Southern Italy

Campania, Basilicata and Apulia

From the 10th until the 17th of October 2020

For a long time I wanted to visit the Southern Italian region of Apulia. It has an interesting mix of species from Central and Southern Europe, ancient and recent introductions from the Balkans and some endemics of the region. Moreover it is not visited too often by herpetologists which makes it a great place to explore. End of September Wouter mentioned he was thinking of going to Apulia for a small trip. Laura and I immediately invited ourselves in as we were longing to go abroad again.

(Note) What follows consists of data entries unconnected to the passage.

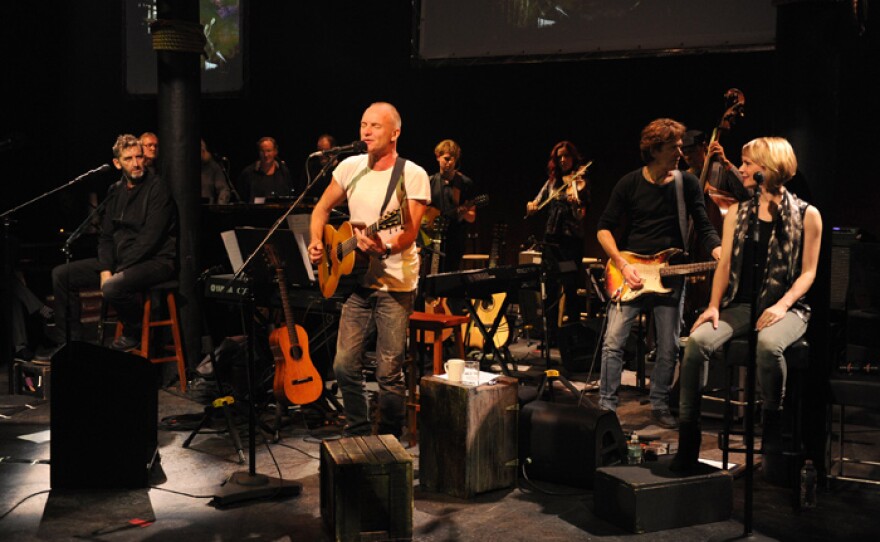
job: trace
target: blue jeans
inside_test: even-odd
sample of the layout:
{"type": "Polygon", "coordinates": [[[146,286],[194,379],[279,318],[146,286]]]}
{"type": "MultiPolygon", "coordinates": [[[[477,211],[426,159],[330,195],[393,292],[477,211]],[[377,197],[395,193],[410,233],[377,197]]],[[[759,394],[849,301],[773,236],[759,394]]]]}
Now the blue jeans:
{"type": "Polygon", "coordinates": [[[357,288],[342,307],[333,371],[342,391],[345,432],[371,433],[363,354],[370,332],[376,335],[376,382],[379,384],[379,433],[399,437],[403,429],[406,380],[403,360],[412,292],[357,288]]]}
{"type": "MultiPolygon", "coordinates": [[[[706,322],[691,333],[679,375],[681,421],[695,422],[700,418],[700,390],[706,385],[709,358],[730,339],[748,333],[751,320],[751,305],[732,303],[721,311],[718,329],[706,322]]],[[[758,332],[756,368],[765,410],[782,408],[787,372],[783,352],[806,330],[807,323],[788,311],[782,320],[758,332]]]]}
{"type": "MultiPolygon", "coordinates": [[[[673,282],[673,281],[669,281],[673,282]]],[[[620,375],[623,372],[623,349],[635,319],[642,311],[651,310],[654,317],[656,354],[651,373],[651,408],[669,409],[669,387],[675,375],[675,362],[681,333],[681,311],[684,296],[682,282],[669,284],[674,292],[668,296],[643,296],[629,303],[609,303],[606,310],[605,339],[602,343],[602,375],[599,381],[599,406],[617,411],[620,398],[620,375]]]]}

Together with herping buddies Jelmer and Jesse we had a team of five to try and find as many species as possible, which proved to be quite challenging due to the changeable autumn weather.

Overview of prospected sites in Southern Italy.
Overview of prospected sites in Southern Italy.
The team for Southern Italy: Wouter, Jesse, Jelmer, Laura and I.
The team for Southern Italy: Wouter, Jesse, Jelmer, Laura and I.

10th of October 2020

Wouter was the first to arrive in Naples where Jelmer, Laura and I also arrived in the afternoon. Jelmer and I  were a bit nervous about entering the country as the laws changed two days before departure. We were supposed to bring recent negative Covid-19 test results, something which turned out to be impossible to organize in the Netherlands. Laura managed to get one in Germany and Wouter and Jesse got it in Belgium, but after collecting the luggage it turned out we didn't need it at all. There was a security guard who gave a brief glimpse at a form stating we didn't cough recently and nudged us in the direction of the exit. The sun was shining and within no time we sat in our spacious rental minibus and drove towards the train station of Naples to collect Jesse. 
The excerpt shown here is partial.